The Iowa Department of Public Health defines lead-based paint as paint containing 0.5 percent or more lead. The north stairwell of Mann contains 0.6 percent, the lab found.
University of Iowa Professor Edwin Stone, one of two Iowa City residents who recently sued the district for allegedly ignoring open-records laws, sent a copy of this report to the members of the School Board and Superintendent Steve Murley Wednesday night.
Stone said he first presented the report to Murley and board President Patti Fields in December 2010.
Stone called attention in the e-mail to a video of the April 26 School Board meeting, in which Paul Bobek, the district’s executive director of administrative services, said he believes samples from the stairwell came back within acceptable limits.
“Though I find your persistence irritating at times, we are absolutely obligated to respond to your inquiries as we must anyone’s,” wrote board member Sarah Swisher in an April 11 e-mail to Stone.
“The problem is your concerns are always well-researched. If there are parents who do not know about the presence of lead in our buildings, no matter how small, it is important for the board to have a public discussion on the problem.”

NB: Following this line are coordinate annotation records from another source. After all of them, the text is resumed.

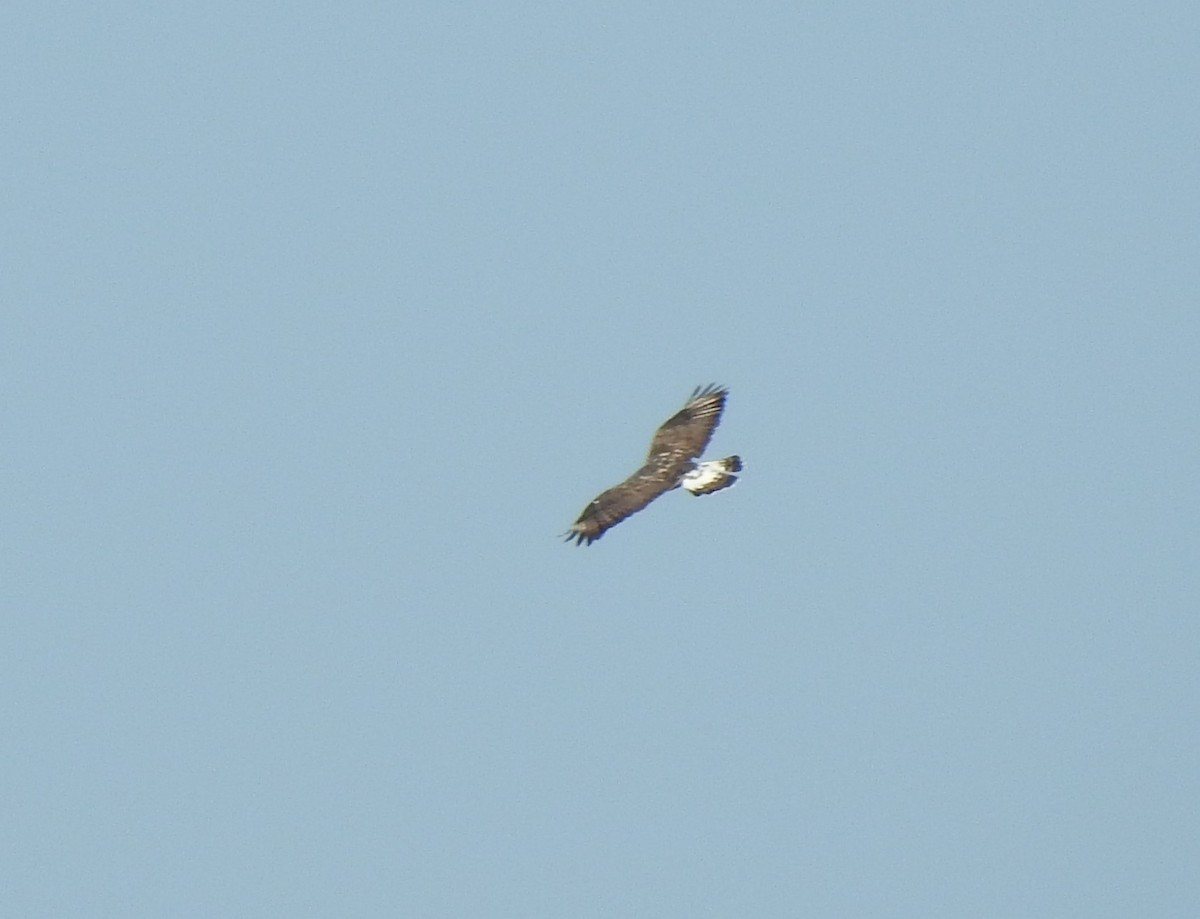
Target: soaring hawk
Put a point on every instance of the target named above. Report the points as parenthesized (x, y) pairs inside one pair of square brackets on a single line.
[(672, 461)]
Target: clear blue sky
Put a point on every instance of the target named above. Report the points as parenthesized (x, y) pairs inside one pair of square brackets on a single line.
[(321, 320)]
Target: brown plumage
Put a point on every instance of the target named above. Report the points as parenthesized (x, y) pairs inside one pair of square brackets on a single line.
[(670, 463)]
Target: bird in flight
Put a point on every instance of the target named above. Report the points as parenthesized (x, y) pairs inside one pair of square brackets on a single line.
[(673, 461)]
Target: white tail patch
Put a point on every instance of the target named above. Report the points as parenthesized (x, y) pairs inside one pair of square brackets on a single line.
[(713, 475)]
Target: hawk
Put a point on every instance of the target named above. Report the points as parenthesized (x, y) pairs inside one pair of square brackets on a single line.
[(672, 461)]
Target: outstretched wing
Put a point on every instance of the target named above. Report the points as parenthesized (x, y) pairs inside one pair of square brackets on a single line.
[(682, 438), (685, 434), (612, 506)]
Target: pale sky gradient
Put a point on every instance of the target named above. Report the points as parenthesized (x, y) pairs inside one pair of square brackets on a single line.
[(321, 320)]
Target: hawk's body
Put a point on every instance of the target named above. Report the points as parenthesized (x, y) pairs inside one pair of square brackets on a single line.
[(672, 461)]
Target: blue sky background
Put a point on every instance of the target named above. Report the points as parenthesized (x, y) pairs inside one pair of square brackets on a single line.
[(321, 320)]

Swisher and Fields could be not be reached for comment, and neither could most other board members. Board member Gayle Klouda and Assistant Superintendent Ann Feldmann said they didn’t have enough information to comment. District staff said Murley was out of office for the week.
Stone said he is worried such responses have made it difficult for members of the public to bring their concerns to the board’s attention.
“After months of trying to get a substantive response, you’re characterized as being irritating instead of a good citizen who is bringing a serious matter to the attention of someone who could do something about it,” he said. “I want people to treat the schools the way they would treat their own homes.”
In schools with students under age 6, when a renovation or repair involves a lead-paint-containing area more than 1 square foot in size, Iowa law requires the district to notify parents in advance and take preventative measures to protect children and staff from lead exposure. Stone said he has asked the district, which he said scraped and repainted a portion of Mann’s north stairwell in 2010, whether the repaired area was large enough to trigger government-mandated reporting; he said he has not received a response.
Kevin Officer, an environmental specialist at the Iowa Department of Public Health, said it is more important to focus on the setting of a lead paint-based area rather than the exact statistics of the lead concentration.
“It becomes a hazard when paint starts to break down, peel, and deteriorate,” he said. “At that point, it becomes a potential hazard to kids. Younger kids are more susceptible because their bodies are still in developmental stages.”